Thursday, September 20, 2012

Early morning dream!!

I had a strange dream this morning. I saw a beige mouse. Very pretty looking actually but I hate mice. So I freaked out in the dream... but in whatever unconsciousness, I realized this was Ganesha festival so it seemed like a very good sign!!

In the same dream or another, I do not know now, I saw an eagle. It dived down right to where I was and, in reflex, I raised my forearm for the eagle to sit. I was worried about the claws but when I saw the eagle dive down with such confidence, "I must know the eagle", is what I said to myself. Hence the forearm reflex. Isn't the eagle the national bird of US or something? Or some specific breed of eagle?

This morning I got something in my inbox and I have been thinking of the dream!!

Wednesday, August 29, 2012

Invested

Took a baby step towards an investment that should have been done 7-8 years ago; 'better late than never' is what I have told myself. Today was deemed auspicious to make this investment. 

Liquidated an investment that was done five years ago. Probably another step that says "wrap up most of your shit for now, there's a new world waiting in an year's time'.

Dreams!!

Monday, July 2, 2012

Jeevuitton

Dated April 22, 2011.  Reposting for records :).

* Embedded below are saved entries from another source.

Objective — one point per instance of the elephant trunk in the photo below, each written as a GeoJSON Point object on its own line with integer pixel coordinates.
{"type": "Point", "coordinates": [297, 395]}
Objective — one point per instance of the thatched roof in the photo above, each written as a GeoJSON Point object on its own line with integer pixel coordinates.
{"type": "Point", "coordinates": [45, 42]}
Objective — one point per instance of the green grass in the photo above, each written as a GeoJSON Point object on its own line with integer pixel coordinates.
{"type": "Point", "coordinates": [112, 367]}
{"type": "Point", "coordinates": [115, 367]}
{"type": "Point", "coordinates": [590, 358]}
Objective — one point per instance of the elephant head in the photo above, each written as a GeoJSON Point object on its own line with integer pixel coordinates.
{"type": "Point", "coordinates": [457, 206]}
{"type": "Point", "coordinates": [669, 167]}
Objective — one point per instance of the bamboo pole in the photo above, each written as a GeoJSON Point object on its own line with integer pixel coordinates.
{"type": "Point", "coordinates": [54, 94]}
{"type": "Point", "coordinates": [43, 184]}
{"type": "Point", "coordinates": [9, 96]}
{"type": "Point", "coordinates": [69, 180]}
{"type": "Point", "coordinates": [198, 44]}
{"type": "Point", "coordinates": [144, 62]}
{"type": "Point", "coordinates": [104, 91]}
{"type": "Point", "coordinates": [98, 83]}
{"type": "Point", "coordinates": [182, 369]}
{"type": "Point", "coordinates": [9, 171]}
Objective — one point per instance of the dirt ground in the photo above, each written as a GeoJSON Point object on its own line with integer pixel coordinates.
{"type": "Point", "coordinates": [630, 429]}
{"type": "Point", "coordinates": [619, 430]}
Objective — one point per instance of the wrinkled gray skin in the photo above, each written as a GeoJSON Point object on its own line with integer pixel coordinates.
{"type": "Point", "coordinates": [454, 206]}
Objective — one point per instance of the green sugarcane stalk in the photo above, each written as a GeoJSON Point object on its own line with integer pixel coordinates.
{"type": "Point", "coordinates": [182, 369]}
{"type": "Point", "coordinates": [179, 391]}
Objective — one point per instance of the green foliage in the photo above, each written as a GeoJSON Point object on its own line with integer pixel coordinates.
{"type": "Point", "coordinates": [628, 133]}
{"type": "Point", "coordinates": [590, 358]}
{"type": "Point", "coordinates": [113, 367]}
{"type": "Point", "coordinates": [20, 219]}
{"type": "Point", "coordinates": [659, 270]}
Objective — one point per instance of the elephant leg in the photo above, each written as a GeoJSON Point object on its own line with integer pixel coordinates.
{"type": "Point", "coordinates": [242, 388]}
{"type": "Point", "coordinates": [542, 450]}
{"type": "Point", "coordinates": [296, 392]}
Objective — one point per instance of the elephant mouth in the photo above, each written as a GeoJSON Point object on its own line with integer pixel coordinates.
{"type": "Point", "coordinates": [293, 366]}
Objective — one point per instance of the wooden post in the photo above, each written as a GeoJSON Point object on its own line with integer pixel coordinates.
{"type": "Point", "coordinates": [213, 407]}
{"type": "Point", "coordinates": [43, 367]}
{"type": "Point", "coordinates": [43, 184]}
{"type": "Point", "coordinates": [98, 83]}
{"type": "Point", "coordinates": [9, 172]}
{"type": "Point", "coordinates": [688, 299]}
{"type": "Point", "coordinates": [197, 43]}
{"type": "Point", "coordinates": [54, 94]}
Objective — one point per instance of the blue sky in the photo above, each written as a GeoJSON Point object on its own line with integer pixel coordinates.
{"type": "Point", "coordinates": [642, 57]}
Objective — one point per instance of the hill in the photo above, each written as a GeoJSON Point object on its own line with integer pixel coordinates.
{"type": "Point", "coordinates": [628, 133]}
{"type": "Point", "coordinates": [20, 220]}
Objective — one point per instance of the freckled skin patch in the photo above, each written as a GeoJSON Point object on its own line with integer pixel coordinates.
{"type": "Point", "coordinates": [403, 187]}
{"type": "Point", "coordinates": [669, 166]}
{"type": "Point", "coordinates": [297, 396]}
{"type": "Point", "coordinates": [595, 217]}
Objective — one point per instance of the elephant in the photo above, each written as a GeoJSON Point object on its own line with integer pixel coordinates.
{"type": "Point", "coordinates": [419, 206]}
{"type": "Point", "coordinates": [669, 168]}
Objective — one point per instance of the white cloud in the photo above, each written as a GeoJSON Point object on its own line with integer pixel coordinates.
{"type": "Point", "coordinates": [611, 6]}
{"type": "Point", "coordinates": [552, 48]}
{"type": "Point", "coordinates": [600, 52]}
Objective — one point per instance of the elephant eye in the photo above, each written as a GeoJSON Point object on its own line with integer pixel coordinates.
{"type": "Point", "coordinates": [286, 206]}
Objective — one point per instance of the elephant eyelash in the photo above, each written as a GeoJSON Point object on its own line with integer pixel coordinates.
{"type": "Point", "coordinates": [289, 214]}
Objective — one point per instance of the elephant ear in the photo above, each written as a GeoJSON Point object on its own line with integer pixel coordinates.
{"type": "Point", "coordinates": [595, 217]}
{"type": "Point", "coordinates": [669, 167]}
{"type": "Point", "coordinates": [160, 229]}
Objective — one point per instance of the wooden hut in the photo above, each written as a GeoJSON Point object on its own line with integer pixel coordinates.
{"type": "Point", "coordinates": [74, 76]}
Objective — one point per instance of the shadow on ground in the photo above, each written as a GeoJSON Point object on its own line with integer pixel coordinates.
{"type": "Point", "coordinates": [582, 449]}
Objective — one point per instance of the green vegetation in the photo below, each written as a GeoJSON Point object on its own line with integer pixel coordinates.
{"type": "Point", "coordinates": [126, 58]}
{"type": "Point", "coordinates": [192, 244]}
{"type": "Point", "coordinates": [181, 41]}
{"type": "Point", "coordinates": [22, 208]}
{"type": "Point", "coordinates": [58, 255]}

After a not so nice evening, I chatted with a pal and said "I just hope I don't kill myself by the time I am 50 or 60". The friend said "I doubt it" and went on to say some of the finest things I have ever heard about me. :). The friend did cheer me up - a lot and therefore I wanna keep this as a token of all the fabulous things I could be.

Jeevuitton,
  1. Fall will be your favorite season, fall in mumbai, spring in London.
  2. You will have your portrait drawn, photographed, computer-generated, painted, 3-D hologramed, etc by the most interesting artists in the world
  3. You will teach a class, give seminars, teach, mentor and leave an awesome legacy
  4. You will not lose your hair and will be very proud of that (I loved this one)
  5. Photos and words will take you places and you will want more and more. More travel, more exoticism.
  6. You shall be totally impatient with bad service providers and less tolerant of BS
  7. You will be more direct
  8. You shall eat and drink and be a gourmet of sorts
  9. Your curiosity will never be satiated yet you shall be content
  10. NY will become your favorite city (The friend is from NY ;) )
  11. A distinguished gentleman with a boyish quality, sparkle and an alluring smile
  12. You would be published
  13. A homeowner
  14. You shall father a girl child at an older age (This terrified me a little bit, but who knows miracles happen)
  15. You will latch onto a charity or cause and you will champion it
  16. I think you will be even more awesome

Sunday, July 1, 2012

Hello July

A couple of months back I picked up two books on 2012 horoscopes. Personally, I believe the cosmos is some sort of science and astrologers study it. I don't get too involved when I read them but I don't ignore them either. I believe luck plays a very crucial role in making one's fate - and luck probably is positive energy dancing a ballad with your hard work. 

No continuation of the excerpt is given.